A essere sconfitto è il moderatismo politico a guardia delle politiche monetarie e di bilancio della große koalition tedesca di ieri, proseguita di fatto dal governo socialdemocratico e verde di Scholz, che non sembra in grado di rispondere a esigenze sociali e prospettive di futuro dei cittadini, mentre al contempo la “paura dell’estrema destra” viene progressivamente meno. Sconfitto anche “l’avventurismo” di Emmanuel Macron, che ha puntato tutto sullo scontro anche aspro con interi settori della società con politiche e riforme portate avanti a tutti i costi, con dirigismo e autoritarismo ma con senza consenso. Una strada che al momento sembra rendere possibile davvero per la prima volta all’estrema destra francese di sognare l’Eliseo.
In questo contesto il modello italiano è quello che consentirebbe di saldare tendenze diverse nella fine del Dopoguerra europeo, mostrando come un’alleanza tra forze tradizionalmente moderate e destre più o meno radicali è possibile. Un modo per garantire nuovo consenso alla gestione delle crisi che abbiamo di fronte, puntando sulla chiusura dei confini e una disciplina più dura della forza lavoro migrante, sul rallentamento della transizione ecologica, al sostegno della guerra in Ucraina senza se e senza ma, favorendo la spesa militare, con l’archiviazione definitiva delle timide politiche espansive ed ecologiche messe in campo nella gestione del Covid.
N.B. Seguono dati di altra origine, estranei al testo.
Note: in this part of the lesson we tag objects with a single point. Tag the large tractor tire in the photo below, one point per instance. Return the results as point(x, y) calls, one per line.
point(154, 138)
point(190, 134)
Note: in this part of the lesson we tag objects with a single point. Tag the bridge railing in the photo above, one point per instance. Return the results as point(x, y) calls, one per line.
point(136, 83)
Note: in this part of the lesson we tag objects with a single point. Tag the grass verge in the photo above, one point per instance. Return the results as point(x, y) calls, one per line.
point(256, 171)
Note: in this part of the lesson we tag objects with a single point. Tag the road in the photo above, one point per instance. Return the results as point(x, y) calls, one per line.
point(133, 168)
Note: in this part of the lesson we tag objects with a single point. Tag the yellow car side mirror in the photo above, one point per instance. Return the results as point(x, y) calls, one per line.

Vi ricordo per ultimo che è da poco uscito Essere tempesta. Vita e morte di Giacomo Matteotti per Momo Edizioni con le illustrazioni di Toni Bruno: si acquista in libreria, negli store online e sul sito dell’editore.
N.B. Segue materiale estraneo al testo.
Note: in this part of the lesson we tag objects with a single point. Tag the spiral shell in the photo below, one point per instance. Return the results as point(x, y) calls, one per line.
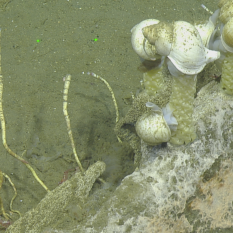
point(222, 2)
point(182, 44)
point(226, 11)
point(152, 128)
point(227, 36)
point(140, 45)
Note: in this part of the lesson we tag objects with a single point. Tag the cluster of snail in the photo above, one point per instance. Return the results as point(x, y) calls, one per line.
point(185, 49)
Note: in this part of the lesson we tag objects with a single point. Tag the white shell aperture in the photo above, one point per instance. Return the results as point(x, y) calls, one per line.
point(140, 45)
point(184, 46)
point(206, 29)
point(152, 128)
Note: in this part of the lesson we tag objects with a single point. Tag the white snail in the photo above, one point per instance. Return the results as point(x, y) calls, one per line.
point(155, 127)
point(140, 45)
point(183, 45)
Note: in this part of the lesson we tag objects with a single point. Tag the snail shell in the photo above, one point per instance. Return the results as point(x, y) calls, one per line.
point(227, 36)
point(152, 128)
point(222, 2)
point(226, 11)
point(141, 46)
point(182, 44)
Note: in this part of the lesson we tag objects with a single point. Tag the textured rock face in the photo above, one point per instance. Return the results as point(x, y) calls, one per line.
point(158, 195)
point(175, 189)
È un libro per ragazze e ragazzi, per informazioni per attività e acquisti per classi e scuole potete scrivere a info@momoedizioni.it
Articolo largamente condivisibile, ma come fa una persona di sinistra a dire “l’archiviazione definitiva delle TIMIDE politiche espansive”.
Cosa c’è stato esattamente di TIMIDO negli ultimi anni? La “austerità” con il 7,4% di deficit nel 2023? Senza austerità e politiche restrittive della BCE a cosa si doveva arrivare? 14% sarebbe stato abbastanza aggressivo e rivoluzionario per te?
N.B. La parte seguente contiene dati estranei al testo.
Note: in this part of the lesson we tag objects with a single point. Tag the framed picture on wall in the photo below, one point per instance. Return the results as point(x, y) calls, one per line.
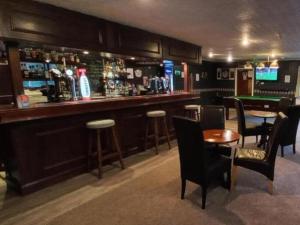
point(219, 73)
point(232, 73)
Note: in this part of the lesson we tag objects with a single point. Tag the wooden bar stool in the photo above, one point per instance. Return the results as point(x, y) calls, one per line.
point(155, 116)
point(96, 127)
point(192, 111)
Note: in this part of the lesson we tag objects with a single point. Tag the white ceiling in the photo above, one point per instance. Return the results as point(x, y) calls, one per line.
point(218, 26)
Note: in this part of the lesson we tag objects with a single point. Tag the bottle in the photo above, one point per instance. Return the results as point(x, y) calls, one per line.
point(84, 85)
Il fallimento totale del PNRR che doveva risollevare il paese, quanto costerà alle generazioni future?
Per parlare del super bonus: troppo poco timido e progressista?
Il dibattito delle europee ha fatto schifo, ma almeno si è parlato di una cosa che riguarda l’Europa: il green deal.
Gli elettori hanno espresso un desiderio di moderazione delle politiche green. Come fa un’analisi delle elezioni europee a non parlare di questo. È solo propaganda dell’estrema destra?